Since Australia dumped its White Australia policy, you would think that we would only progress steadily in the right direction, but we are, instead, sliding backwards. It is the people smugglers who deserve our contempt, not the asylum seekers being demonised as queue-jumpers. Recent governments have thrown around terms like 'illegal arrivals' and 'queue-jumpers' because it is dog whistling at its finest. It appeals to the Australian public's sense of fairness. God knows Australians hate it when people jump a queue! But, as I said earlier, there is no queue. What does that term even mean? Are they less deserving of protection? Are their claims less valid? Are they any less desperate than those who sit in refugee camps?

This government always sounds as though it has forgotten it is dealing with fellow humans when it speaks about asylum seekers, or what the department now terms 'unauthorised maritime arrivals'. It is my hope that, despite this, Australians remember their humanity when they listen to the government's rhetoric on asylum seekers. We should all remember that it is only due to the fortunate circumstances of our birth that we enjoy the rights and privileges Australia has to offer. We are blessed to have been born into a peaceful, democratic and stable society. As a people, we have not had to fight oppressive governments and military regimes. We are not starved of our basic human rights. Our homes are not shelled, our children do not live in terror, our wives, sisters and daughters sleep safely at night, and our men are not routinely rounded up and buried in mass graves. We can protest and express our political beliefs without being jailed or killed. We are truly the lucky country. Is it any wonder that people take desperate actions to flee the terrors of oppression and civil strife of their homelands and try to make their way here? They deserve sympathy and understanding, not the further trauma that Australia has imposed on them in offshore detention.

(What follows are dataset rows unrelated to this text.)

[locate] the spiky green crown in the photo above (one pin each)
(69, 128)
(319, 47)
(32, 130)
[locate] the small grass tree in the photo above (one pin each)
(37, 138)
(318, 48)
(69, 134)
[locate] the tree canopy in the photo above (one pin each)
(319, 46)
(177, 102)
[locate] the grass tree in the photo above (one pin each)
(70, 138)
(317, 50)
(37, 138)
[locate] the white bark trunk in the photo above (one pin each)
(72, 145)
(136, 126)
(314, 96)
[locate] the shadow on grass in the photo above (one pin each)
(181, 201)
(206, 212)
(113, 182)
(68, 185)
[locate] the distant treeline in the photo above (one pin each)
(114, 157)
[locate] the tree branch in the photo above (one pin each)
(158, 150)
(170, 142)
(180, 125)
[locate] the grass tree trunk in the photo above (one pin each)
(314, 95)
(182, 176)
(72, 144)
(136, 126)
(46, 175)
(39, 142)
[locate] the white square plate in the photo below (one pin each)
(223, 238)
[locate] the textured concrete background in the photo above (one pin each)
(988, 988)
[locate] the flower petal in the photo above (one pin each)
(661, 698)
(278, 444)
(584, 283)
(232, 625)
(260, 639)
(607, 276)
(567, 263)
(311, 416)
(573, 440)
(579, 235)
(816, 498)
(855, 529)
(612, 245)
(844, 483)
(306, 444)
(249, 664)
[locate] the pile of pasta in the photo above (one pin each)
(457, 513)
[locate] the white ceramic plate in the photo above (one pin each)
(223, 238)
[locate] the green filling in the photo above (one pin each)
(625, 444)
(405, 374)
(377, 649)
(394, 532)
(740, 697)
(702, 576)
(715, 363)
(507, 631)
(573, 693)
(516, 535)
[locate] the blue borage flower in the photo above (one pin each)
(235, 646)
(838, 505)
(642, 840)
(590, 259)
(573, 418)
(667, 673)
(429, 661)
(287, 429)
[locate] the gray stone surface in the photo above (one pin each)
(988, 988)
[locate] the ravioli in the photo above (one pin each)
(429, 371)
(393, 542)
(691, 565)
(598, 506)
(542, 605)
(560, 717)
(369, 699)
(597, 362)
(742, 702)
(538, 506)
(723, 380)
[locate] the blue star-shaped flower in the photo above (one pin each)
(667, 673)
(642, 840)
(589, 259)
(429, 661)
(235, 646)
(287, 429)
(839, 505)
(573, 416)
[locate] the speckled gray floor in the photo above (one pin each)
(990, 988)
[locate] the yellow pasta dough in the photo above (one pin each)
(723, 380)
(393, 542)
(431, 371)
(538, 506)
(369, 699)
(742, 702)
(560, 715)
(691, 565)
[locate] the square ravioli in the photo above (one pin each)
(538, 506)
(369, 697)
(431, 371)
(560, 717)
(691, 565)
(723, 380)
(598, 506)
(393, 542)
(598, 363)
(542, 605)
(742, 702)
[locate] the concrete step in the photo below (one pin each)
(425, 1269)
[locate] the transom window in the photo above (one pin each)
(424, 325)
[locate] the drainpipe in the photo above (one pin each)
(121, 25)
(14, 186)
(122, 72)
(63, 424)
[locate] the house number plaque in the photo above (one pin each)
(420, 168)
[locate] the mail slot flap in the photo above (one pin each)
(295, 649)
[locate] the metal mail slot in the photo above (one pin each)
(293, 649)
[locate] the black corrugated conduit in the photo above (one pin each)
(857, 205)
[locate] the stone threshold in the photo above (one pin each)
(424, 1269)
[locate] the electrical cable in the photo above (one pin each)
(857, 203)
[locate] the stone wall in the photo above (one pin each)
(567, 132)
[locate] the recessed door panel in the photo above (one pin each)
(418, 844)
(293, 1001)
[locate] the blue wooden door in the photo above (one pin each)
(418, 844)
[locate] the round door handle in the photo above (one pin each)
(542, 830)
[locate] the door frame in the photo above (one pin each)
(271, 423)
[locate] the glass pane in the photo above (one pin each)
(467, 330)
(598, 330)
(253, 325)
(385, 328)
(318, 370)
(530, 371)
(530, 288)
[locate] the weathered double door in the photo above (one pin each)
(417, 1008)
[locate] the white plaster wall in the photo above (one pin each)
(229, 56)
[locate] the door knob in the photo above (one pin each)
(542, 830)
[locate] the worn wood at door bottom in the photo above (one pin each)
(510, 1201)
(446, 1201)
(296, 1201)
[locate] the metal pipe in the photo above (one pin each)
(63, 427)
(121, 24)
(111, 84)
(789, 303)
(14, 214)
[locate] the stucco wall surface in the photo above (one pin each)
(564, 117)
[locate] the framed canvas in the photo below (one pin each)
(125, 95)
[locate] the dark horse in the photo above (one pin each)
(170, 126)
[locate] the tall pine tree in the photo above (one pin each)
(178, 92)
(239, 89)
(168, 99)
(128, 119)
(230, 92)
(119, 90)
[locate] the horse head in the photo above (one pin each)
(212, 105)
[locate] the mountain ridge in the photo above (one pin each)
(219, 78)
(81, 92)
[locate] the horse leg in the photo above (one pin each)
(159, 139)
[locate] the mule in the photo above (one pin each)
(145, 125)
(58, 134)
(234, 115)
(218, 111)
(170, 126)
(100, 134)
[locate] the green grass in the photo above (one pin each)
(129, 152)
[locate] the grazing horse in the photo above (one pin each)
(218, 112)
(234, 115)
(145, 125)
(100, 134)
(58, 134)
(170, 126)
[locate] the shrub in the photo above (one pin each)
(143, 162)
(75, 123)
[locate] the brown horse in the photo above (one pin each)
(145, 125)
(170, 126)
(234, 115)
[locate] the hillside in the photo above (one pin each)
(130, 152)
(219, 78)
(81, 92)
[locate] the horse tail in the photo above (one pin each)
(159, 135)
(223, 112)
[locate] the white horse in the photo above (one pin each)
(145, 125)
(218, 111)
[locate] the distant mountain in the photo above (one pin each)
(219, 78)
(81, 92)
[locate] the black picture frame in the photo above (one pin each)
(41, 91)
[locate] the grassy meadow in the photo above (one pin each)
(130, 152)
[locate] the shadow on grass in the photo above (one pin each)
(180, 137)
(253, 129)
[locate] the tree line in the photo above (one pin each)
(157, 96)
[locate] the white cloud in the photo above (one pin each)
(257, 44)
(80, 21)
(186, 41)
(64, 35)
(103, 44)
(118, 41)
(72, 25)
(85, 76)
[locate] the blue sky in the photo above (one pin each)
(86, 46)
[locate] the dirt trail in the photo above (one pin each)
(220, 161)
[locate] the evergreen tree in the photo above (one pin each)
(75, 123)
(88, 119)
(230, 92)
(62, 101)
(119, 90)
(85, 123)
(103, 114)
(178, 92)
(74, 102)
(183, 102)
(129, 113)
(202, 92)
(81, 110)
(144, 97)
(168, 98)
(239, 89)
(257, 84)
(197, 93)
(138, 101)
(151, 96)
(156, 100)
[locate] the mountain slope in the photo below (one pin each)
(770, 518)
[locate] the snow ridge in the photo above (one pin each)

There is a lot we can do to improve their plight. The most urgent would be to listen to doctors and act immediately on medical transfer requests. Even when patients, including newborn babies, have been classed as 'at risk of dying', it still takes an average of four days to get them to Australia for urgent treatment—four days! Right now we have a crazy situation where it requires a court order or the threat of a court order before any medical transfers are permitted from Nauru. Thirty-five children have so far been brought to Australia this way. Personally, I think the best thing we could do would be to get children and the families off Nauru immediately and resettle them either here or in another stable, prosperous and democratic nation.

In the meantime, one other small yet profound change can make a big difference. We need to change our rhetoric. Words matter. Words hurt and words change perceptions. We must, as a nation, be kinder in how we speak about asylum seekers, and that must be led by government. Maybe that too is a vain hope, but, generally, I'm an optimistic guy.